Princeton University Orchestra Is No “Ugly Duckling” in Season Opener

Nancy Plum

Princeton University Orchestra conductor Michael Pratt always starts off his ensemble’s season with a demanding program. No matter how many seniors have graduated the previous spring, the University Orchestra manages to begin the year focused and concentrated on performing concerts of music which would challenge even the most experienced players. This was the case this past weekend as the orchestra presented the first concerts of its 2009-2010 season in Richardson Auditorium. The performance Saturday night (the program was repeated on Sunday afternoon) featured the music of Maurice Ravel, Sergei Prokofiev, and Dmitri Shostakovich, as well as one of the more delightful works of Wolfgang Amadeus Mozart. The program also featured two soloists with strong Princeton connections.

Soprano Martha Elliott, a graduate of the University, has collaborated with the orchestra a number of times in the past, and last year she and conductor Michael Pratt explored the music of Prokofiev in a performance of The Ugly Duckling with the Odessa Orchestra. Ms. Elliott and Mr. Pratt revived this short Prokofiev vocal work in the University’s opening concert, demonstrating the ability of both orchestra and soloist to change musical style and mood with the text. Ms. Elliott, singing the difficult Russian text from memory, told the fable in a light-hearted manner, with an inherent sauciness, and one could almost follow the story from her facial expressions. The scaled-down orchestra kept the music flowing well, especially from the winds, and the work remained animated through its somewhat unorthodox and unexpected ending.

The Princeton University Orchestra’s next concert will be on December 11 and 12 at Richardson Auditorium.
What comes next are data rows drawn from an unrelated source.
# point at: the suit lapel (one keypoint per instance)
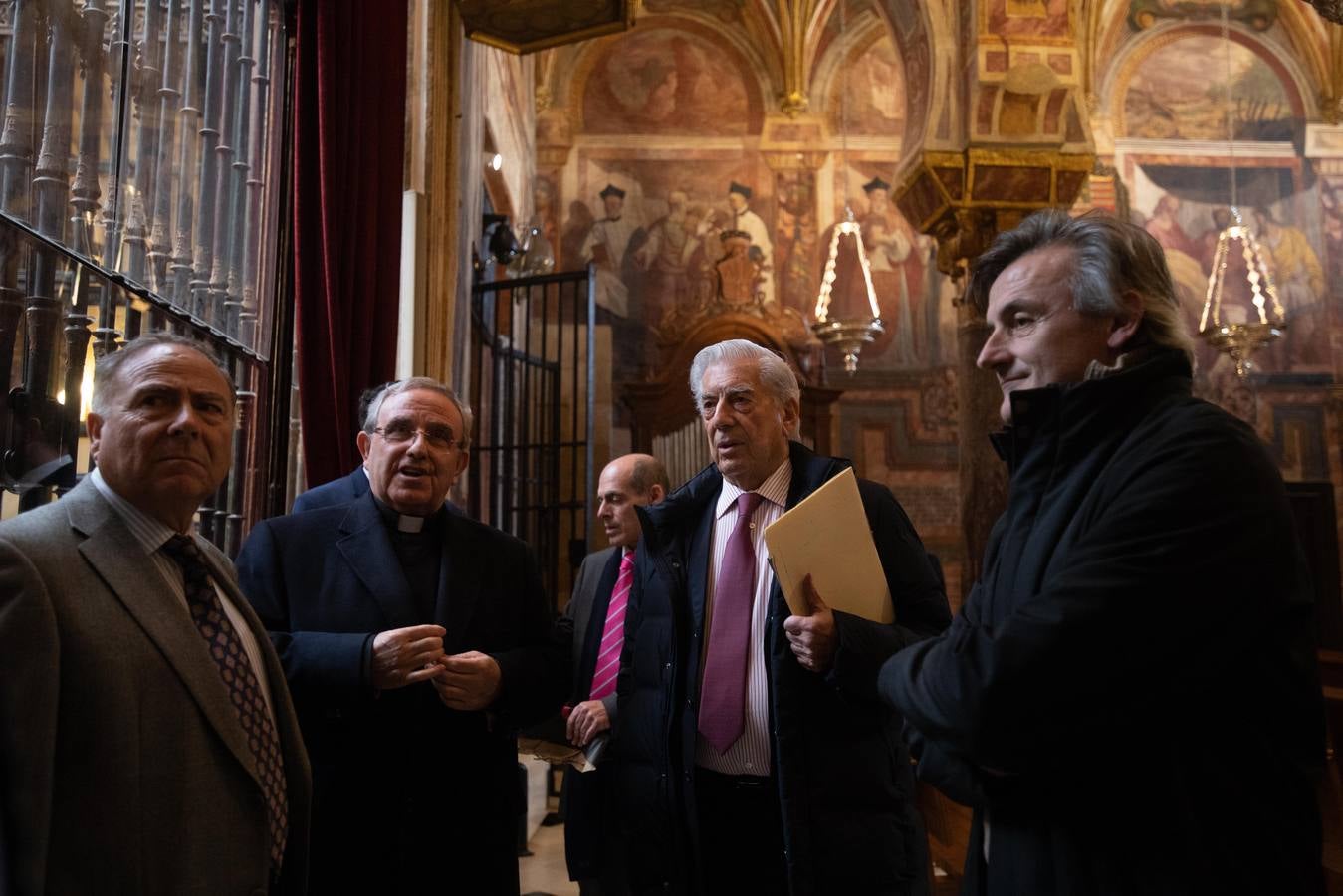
(368, 551)
(458, 583)
(596, 619)
(149, 599)
(700, 565)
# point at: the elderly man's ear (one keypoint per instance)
(1123, 327)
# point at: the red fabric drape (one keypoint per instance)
(349, 123)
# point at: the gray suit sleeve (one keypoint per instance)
(30, 662)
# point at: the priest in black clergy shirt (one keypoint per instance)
(414, 641)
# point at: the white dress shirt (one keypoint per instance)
(152, 535)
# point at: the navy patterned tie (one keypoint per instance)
(243, 688)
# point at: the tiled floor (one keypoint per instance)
(545, 871)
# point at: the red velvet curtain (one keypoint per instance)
(349, 122)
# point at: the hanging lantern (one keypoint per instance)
(847, 335)
(1241, 326)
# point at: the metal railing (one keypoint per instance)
(141, 175)
(532, 379)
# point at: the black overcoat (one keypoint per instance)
(845, 781)
(1130, 693)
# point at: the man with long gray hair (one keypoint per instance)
(1128, 697)
(754, 753)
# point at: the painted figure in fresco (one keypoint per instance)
(750, 223)
(796, 246)
(604, 246)
(889, 250)
(573, 235)
(1166, 227)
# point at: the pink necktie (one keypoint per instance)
(612, 634)
(723, 693)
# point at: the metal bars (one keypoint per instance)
(532, 381)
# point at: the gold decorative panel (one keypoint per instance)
(527, 26)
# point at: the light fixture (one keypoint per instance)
(846, 335)
(1238, 328)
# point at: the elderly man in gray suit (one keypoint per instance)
(596, 615)
(146, 738)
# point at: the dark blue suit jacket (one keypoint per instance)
(397, 776)
(344, 491)
(341, 491)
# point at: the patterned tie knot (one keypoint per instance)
(241, 681)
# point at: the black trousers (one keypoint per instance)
(740, 834)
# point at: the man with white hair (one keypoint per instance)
(754, 755)
(1128, 699)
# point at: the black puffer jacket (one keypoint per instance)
(1135, 665)
(845, 784)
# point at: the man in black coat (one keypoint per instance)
(595, 623)
(754, 753)
(414, 642)
(1128, 699)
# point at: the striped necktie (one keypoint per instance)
(241, 680)
(724, 688)
(612, 634)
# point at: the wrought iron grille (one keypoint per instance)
(141, 175)
(532, 381)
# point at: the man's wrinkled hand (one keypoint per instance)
(406, 656)
(812, 637)
(587, 720)
(466, 680)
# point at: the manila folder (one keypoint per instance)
(827, 537)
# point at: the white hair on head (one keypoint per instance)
(776, 373)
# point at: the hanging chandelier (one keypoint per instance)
(1231, 326)
(1234, 330)
(849, 334)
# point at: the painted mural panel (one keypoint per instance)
(654, 222)
(876, 84)
(1194, 87)
(666, 81)
(1180, 92)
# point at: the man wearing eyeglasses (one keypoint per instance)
(414, 641)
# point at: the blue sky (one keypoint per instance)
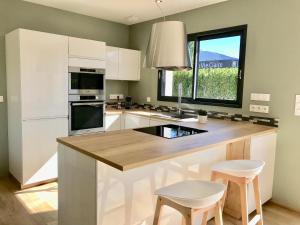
(229, 46)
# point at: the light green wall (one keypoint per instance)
(19, 14)
(272, 66)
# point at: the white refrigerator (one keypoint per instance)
(37, 93)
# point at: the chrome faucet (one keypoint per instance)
(179, 98)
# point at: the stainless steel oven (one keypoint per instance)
(86, 81)
(86, 114)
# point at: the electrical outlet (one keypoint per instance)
(297, 105)
(115, 96)
(260, 97)
(259, 108)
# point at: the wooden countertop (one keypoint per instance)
(128, 149)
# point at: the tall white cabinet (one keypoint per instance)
(37, 90)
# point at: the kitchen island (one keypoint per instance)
(110, 178)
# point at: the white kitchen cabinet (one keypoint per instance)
(44, 69)
(122, 64)
(87, 49)
(134, 121)
(112, 63)
(158, 122)
(113, 122)
(40, 148)
(37, 99)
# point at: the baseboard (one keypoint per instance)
(38, 183)
(22, 187)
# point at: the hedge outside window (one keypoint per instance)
(218, 70)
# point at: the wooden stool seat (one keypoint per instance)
(242, 172)
(191, 198)
(240, 168)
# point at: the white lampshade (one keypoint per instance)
(167, 48)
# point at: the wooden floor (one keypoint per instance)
(38, 206)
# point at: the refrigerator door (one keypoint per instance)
(44, 75)
(40, 148)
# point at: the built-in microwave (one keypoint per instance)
(86, 81)
(86, 114)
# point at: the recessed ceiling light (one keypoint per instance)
(132, 19)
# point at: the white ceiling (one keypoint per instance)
(125, 11)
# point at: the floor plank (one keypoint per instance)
(38, 206)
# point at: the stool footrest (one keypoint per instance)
(255, 220)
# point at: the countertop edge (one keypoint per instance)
(162, 158)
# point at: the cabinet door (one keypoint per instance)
(88, 49)
(133, 121)
(129, 64)
(40, 148)
(44, 74)
(113, 122)
(112, 63)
Featured will be music of Tchaikovsky, Dukas, Strauss, and an unusual Duke Ellington arrangement in collaboration with the Princeton University Concert Jazz Ensemble.

The meat of the concert was one of Mozart’s most popular piano/orchestral works — Concerto for Piano and Orchestra #22 in E flat Major. Composed in 1785, this concerto shares a great deal of lyricism with The Marriage of Figaro, which Mozart was composing at the same time, and guest soloist Jennifer Chu had no trouble finding the grace and lyricism in the piece. Also a graduate of Princeton, Ms. Chu is currently pursuing doctoral studies at the Juilliard School, and has a very appealing style of play at the keyboard.

Mr. Pratt and the orchestra began the concerto with a crisp martial attack and especially nice suspensions from the winds. Pairs of clean horns and trombones led up to the piano entrance, which Ms. Chu played with elegant fluidity. Ms. Chu had a very light touch on the piano, finding the musical line through the direction of the phrases. No two scale passages sounded the same and her light touch belied the ability to find power when she needed it. Ms. Chu was perfectly timed with the orchestra, finding drama in the deceptive cadences. Mr. Pratt seemed to let the concerto play itself at times, with especially nice playing from flutist Jessica Anastasio and clarinetist Leo Kim.

Well into the final movement, the orchestra maintained a nice lilt to complement the graceful themes and playfulness of Ms. Chu’s playing.

The orchestra journeyed back into the 20th century with Ravel’s concise Alborado del Gracioso, featuring precise percussion and clean wind solos from oboist Justin Knutson and bassoonist Noah Brown. The concert closed with Shostakovich’s Symphony No. 9, which was light and somewhat cheerful compared to the composer’s more monumental symphonic works. Ms. Anastasio set the character with a very chipper flute solo, especially when paired with the oboes. A clean and insistent trombone punctuated the first movement. Additional effective wind solos abounded throughout the symphony, especially from clarinetist Jeff Hodes and piccolo player Alison Beskin.

The Class of 2013 is well represented in the orchestra, showing a depth of playing that will last for several years to come. These players will certainly make a strong contribution to what looks to be an innovative season for the Princeton University Orchestra.